Bergdahl captured the American imagination in 2009 when he disappeared from what had become his living hell. His battalion commander, Lt Baker, was not only an obnoxious tyrant (handing out Field-Grade Article 15s, just short of a court martial, supposedly for being out of uniform, but in fact for complaining about the mission to a Guardian photo-journalist in a video broadcast), but he had ordered them to build the OB (observation post) Mest on a cemetery, defiling, even defecating on gravestones near the FOB (forward operating base) Sharana.

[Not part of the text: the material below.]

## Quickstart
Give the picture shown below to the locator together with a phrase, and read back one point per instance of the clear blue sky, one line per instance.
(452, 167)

He was as much a victim of the latest American COIN (counterintelligence) strategy as a deserter. Taken captive by the enemy (Taliban) under the protection of an ally (Pakistan), embodying the self-enforcing illogic of the entire war.

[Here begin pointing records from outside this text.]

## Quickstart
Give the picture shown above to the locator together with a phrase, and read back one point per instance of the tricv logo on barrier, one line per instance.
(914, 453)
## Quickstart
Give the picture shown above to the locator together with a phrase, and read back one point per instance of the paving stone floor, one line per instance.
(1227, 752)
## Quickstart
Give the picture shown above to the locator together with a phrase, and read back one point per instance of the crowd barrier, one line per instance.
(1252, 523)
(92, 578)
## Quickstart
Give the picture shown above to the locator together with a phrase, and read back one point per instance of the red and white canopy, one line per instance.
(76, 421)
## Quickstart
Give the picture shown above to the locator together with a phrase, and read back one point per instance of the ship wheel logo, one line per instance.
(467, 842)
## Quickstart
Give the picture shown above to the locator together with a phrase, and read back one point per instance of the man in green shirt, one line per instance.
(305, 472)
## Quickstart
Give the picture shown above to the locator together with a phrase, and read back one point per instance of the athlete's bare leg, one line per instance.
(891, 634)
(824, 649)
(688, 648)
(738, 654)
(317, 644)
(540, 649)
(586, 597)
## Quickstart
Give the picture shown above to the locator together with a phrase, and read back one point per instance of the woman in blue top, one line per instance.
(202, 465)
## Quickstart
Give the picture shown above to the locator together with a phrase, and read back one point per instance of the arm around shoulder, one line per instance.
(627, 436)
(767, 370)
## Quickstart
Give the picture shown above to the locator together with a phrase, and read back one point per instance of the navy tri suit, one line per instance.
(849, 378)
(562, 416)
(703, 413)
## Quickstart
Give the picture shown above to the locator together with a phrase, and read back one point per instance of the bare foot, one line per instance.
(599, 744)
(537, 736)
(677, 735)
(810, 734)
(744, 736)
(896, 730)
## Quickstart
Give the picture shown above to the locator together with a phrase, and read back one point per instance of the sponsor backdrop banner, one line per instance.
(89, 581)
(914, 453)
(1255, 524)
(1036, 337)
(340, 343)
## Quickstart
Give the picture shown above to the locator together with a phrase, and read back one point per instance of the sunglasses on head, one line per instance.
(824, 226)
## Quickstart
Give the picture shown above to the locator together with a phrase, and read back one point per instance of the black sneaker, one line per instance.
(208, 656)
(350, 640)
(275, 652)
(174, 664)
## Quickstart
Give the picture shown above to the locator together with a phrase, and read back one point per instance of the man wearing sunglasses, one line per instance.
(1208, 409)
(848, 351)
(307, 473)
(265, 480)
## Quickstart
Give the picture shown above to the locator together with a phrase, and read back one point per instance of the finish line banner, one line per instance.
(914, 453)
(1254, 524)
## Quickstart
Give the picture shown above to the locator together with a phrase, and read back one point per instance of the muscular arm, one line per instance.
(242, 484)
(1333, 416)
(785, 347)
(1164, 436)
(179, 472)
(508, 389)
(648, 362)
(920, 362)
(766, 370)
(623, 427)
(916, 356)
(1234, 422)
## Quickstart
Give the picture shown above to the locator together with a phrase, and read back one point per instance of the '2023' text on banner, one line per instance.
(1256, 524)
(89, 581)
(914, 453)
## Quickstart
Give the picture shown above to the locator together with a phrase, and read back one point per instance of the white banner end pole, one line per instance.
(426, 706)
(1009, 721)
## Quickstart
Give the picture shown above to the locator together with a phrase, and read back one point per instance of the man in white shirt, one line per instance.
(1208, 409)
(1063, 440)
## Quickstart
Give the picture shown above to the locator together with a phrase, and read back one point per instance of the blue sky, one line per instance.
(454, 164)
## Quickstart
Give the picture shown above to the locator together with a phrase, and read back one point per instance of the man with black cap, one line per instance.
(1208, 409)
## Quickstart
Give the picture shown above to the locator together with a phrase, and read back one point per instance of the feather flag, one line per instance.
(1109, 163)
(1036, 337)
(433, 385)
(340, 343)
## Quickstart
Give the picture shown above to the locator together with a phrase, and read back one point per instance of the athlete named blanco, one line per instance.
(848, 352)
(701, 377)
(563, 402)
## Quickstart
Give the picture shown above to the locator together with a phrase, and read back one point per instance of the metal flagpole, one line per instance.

The FOB’s OP (army talk is littered with acronyms and abbreviations, quickly reducing any text or conversation to gobbledygook) would transfer authority to Afghan troops operate under US troops, the idea being to eventually leave the Afghans in sole charge. They would establish security, identify the Taliban, separate them from the local population, show the villagers they were better off with Karzai and the Americans in charge. Abracadabra. The Taliban would just disappear, as they very well ought to.


But it’s not the Taliban who have disappeared. Between 2006 and 2014, 20,000 soldiers have deserted from Iraq and Afghanistan. Since 2001 the army pressed charges against less than 2,000, half pleaded guilty, 78 were tried and convicted. That pales in comparison to more than half a million draft resisters/ deserters from 1966 to 1973. Desertion is as American as apple pie.


Bergdahl’s 4 weeks of hell sent him over the edge. He forgot the most important rule about the army. Don't think. Just obey orders. Your superior is always right. It’s not clear what exactly B decided he was going to do, but he snuck away in the night, careful not to be noticed and headed for … hmmm. I guess he hadn’t really decided anything other than giving himself over to the Taliban, which was pretty easy. Hours after dawn, the word got out and Taliban equivalent of UPS picked up their load and whisked him across the border into FATA (federal administrative tribal areas) in Pakistan, just out of reach of the US army.*


Domino or butterfly effect?

His desertion (he eventually ignored his defence lawyer and pleaded guilty) set in motion a domino effect on a massive scale, but not the one the prosecution tried to pin on him: that B’s desertion led to soldiers’ deaths. The early angry accusations soon melted under examination, leaving B’s actions as a butterfly effect in a chaotic world.


Even his hated superior Baker later admitted that DUSTWUN (missing soldier alert), while difficult, had also produced some of the greatest disruptions of Taliban networks that he had seen at any point during the war. Commanders in the field used the search for Bergdahl as a justification for more aggressive tactics to achieve stability in the area.


It was a great way to motivate troops -- rescuing a soldier was more 'fun' that just terrorizing hostile Afghans. It was a real mission, not the phony one they would be doing otherwise. "Everyone knew it was going on."